Weijie and his family eventually come under investigation after local police officer Sang Kun, who harbors animosity towards Weijie, spots him driving Su Cha's car when it was earlier being disposed of. Sang Kun's testimony is initially met with disbelief due to his reputation for misbehaviour, but he raises La Wen's suspicion towards Weijie, which is further reinforced after Weijie reacts negatively when news of the car's discovery in a lake is mentioned. Despite intensive interrogations involving Weijie, his family, and relevant witnesses, La Wen is unable to successfully defeat Weijie's alibi.

A breakthrough in the investigation appears after Sang Kun reveals that Weijie is a crime film enthusiast. By directing police to search Wiejie's shop, La Wen is able to produce a list of films that Weijie has recently watched. Through this, she comes to the revelation that Weijie had been carefully constructing a falsified series of events through manipulating key witnesses, including restaurant owner Song En, and altering digital evidence, using his position as an internet technician to his advantage.

Convinced of Weije's guilt, but lacking the means to prove so, a frustrated La Wen resorts to extreme measures, torturing his family in order to extract a confession from An An, who, as the youngest child, is most vulnerable to coercion. In order to further establish Weijie's guilt, La Wen directs the police to publicly exhume Su Cha's body from the local cemetery.

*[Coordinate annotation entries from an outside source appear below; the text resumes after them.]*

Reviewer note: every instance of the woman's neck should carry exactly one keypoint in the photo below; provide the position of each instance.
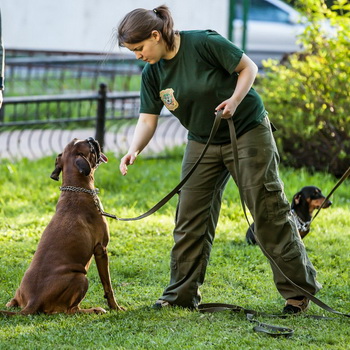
(171, 54)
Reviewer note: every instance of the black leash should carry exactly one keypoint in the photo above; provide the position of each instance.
(341, 180)
(271, 330)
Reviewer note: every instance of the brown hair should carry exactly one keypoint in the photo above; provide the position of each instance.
(138, 25)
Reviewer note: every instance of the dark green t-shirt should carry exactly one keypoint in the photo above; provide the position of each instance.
(195, 81)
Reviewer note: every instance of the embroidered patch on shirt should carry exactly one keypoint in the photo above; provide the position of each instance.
(168, 98)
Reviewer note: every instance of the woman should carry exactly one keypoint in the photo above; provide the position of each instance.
(194, 74)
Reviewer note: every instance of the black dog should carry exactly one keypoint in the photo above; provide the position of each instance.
(303, 204)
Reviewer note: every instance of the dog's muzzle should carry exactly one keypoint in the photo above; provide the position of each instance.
(96, 149)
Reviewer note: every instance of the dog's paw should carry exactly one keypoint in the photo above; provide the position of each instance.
(114, 306)
(98, 310)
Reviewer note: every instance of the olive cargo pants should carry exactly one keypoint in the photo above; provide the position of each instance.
(199, 207)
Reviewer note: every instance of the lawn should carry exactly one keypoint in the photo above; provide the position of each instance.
(139, 262)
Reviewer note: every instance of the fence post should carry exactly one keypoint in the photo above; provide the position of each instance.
(101, 114)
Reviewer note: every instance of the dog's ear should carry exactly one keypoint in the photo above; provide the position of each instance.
(58, 168)
(296, 199)
(83, 166)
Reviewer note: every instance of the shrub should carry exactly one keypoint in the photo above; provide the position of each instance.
(307, 93)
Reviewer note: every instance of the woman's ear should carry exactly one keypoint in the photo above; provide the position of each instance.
(156, 35)
(58, 168)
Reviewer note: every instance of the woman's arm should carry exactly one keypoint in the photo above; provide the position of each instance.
(247, 71)
(144, 131)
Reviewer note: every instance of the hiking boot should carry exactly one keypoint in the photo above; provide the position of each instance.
(295, 306)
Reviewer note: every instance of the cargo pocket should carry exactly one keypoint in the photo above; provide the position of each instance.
(275, 201)
(291, 252)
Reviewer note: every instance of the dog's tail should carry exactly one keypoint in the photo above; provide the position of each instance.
(9, 313)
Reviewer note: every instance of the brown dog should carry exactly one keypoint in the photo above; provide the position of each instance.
(56, 278)
(303, 205)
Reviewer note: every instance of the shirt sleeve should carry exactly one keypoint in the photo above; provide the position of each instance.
(150, 99)
(222, 52)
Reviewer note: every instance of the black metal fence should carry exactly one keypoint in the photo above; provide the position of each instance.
(36, 126)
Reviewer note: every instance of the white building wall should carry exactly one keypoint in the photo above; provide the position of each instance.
(87, 25)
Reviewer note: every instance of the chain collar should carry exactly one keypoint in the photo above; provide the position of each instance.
(302, 226)
(93, 193)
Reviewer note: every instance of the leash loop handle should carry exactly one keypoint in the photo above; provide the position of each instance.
(171, 194)
(271, 330)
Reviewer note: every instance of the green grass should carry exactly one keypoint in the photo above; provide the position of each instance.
(139, 262)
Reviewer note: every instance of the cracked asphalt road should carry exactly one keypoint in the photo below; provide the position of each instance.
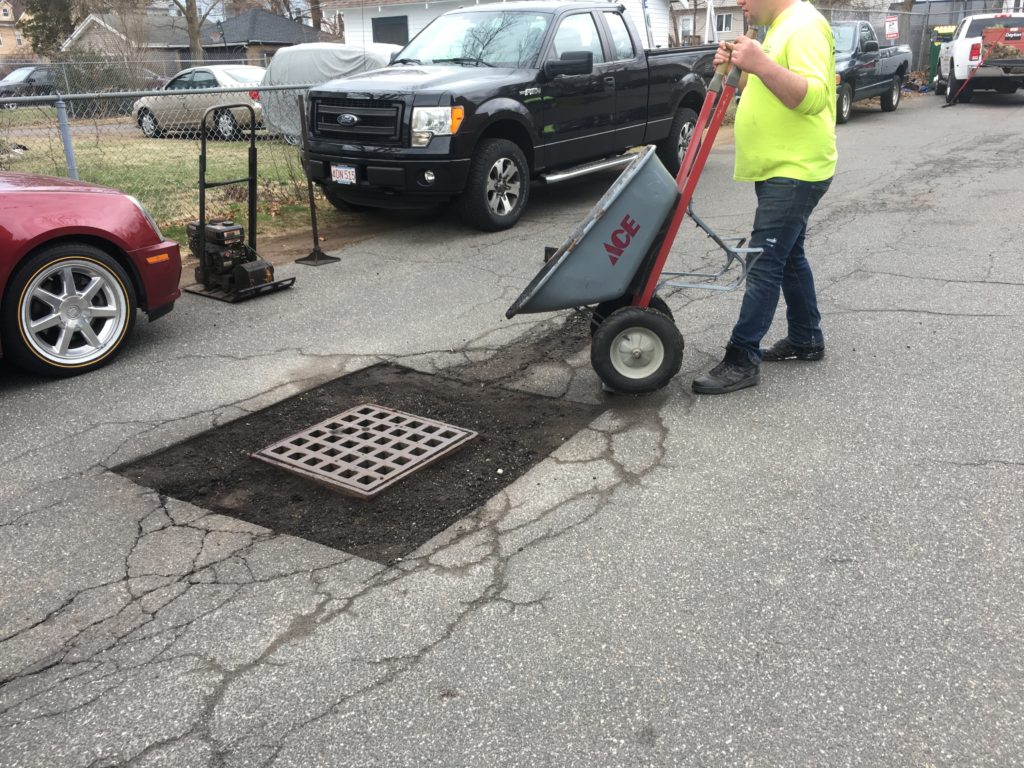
(821, 570)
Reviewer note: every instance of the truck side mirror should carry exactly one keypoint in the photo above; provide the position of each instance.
(571, 62)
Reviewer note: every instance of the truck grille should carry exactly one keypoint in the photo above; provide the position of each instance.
(358, 120)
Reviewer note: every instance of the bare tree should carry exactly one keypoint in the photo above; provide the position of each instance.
(194, 23)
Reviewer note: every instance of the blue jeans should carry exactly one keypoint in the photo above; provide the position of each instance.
(779, 225)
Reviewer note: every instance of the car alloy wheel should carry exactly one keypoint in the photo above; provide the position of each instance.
(74, 311)
(685, 134)
(504, 186)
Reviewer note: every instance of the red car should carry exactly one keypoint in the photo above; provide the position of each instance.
(76, 261)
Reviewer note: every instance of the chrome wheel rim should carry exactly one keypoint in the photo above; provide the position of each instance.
(74, 311)
(637, 352)
(684, 139)
(504, 186)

However, this action backfires when the grave is revealed to contain the corpse of a goat that had been killed by Sang Kun earlier in the film during a confrontation with Weijie. This provokes a massive riot among the local population, who are convinced of the innocence of Weijie and his family.

This event proves to be the downfall of La Wen, who is indefinitely suspended from her position over allegations of police corruption, and Du Peng, who resigns from his position as mayor in disgrace. Weijie and his family are publicly exonerated. However, Weijie, suffering guilt from his actions, confesses to his role in the killing to La Wen and Du Peng, and is sentenced to prison. It is heavily implied that Su Cha's body was earlier moved from the grave to a construction site that Weijie had been working on.

== Cast ==
- Xiao Yang as Li Weijie
- Tan Zhuo as Ayu
- Joan Chen as La Wen
- Philip Keung Ho-Man as Du Peng
- Paul Chun as Song En
- Shih Ming-shuai as Sang Kun
- Audrey Hui as Ping Ping
- Zhang Xiran as An An
- Bian Tian Yang as Su Cha

== Production ==
In September 2017, it was announced that an undisclosed Chinese production company had acquired the rights to remake the Indian Malayalam-language film Drishyam (2013). Malaysian Chinese filmmaker Sam Quah was the director and Chen Sicheng served as the producer of the film.

==Release==
Sheep Without a Shepherd was released in China on 13 December 2019. It was also released in IMAX format.

=== Box office ===
Sheep Without a Shepherd took the top spot at Chinese box offices, becoming the highest-grossing film in its opening weekend. In that weekend, 13 – 15 December, it grossed $32,152,680 in China, besting Skyfire. The film continued to lead in Chinese box offices through to its second week, until 20 December. In its second weekend in China, the film earned $23,204,410, beating Star Wars: The Rise of Skywalker which debuted that weekend and ranked second behind Ip Man 4: The Finale. The film's cumulative gross in China stood at $76,813,388 until 22 December. In the same weekend, in terms of worldwide box office ranking, it came fifth behind Star Wars: The Rise of Skywalker, Jumanji: The Next Level, Ip Man 4: The Finale, and Frozen 2, with $77,439,509. In three weeks, the film grossed $111,225,633 and $135,589,251 in four weeks. By 13 January 2020, the film earned $154.24 million from box office sales in China alone. As of 12 February, it has grossed $176 million from China. It became the 9th highest-grossing film in China in 2019. The film grossed more than $192 million internationally.

===Critical response===
The film holds an approval rating of on Rotten Tomatoes based on reviews with an average rating of . It received a 73 out of 100 score on Metacritic based on five reviews.

===Awards===
It was nominated at the 6th Douban Film Annual Awards for the category of Top Rated Chinese Movie.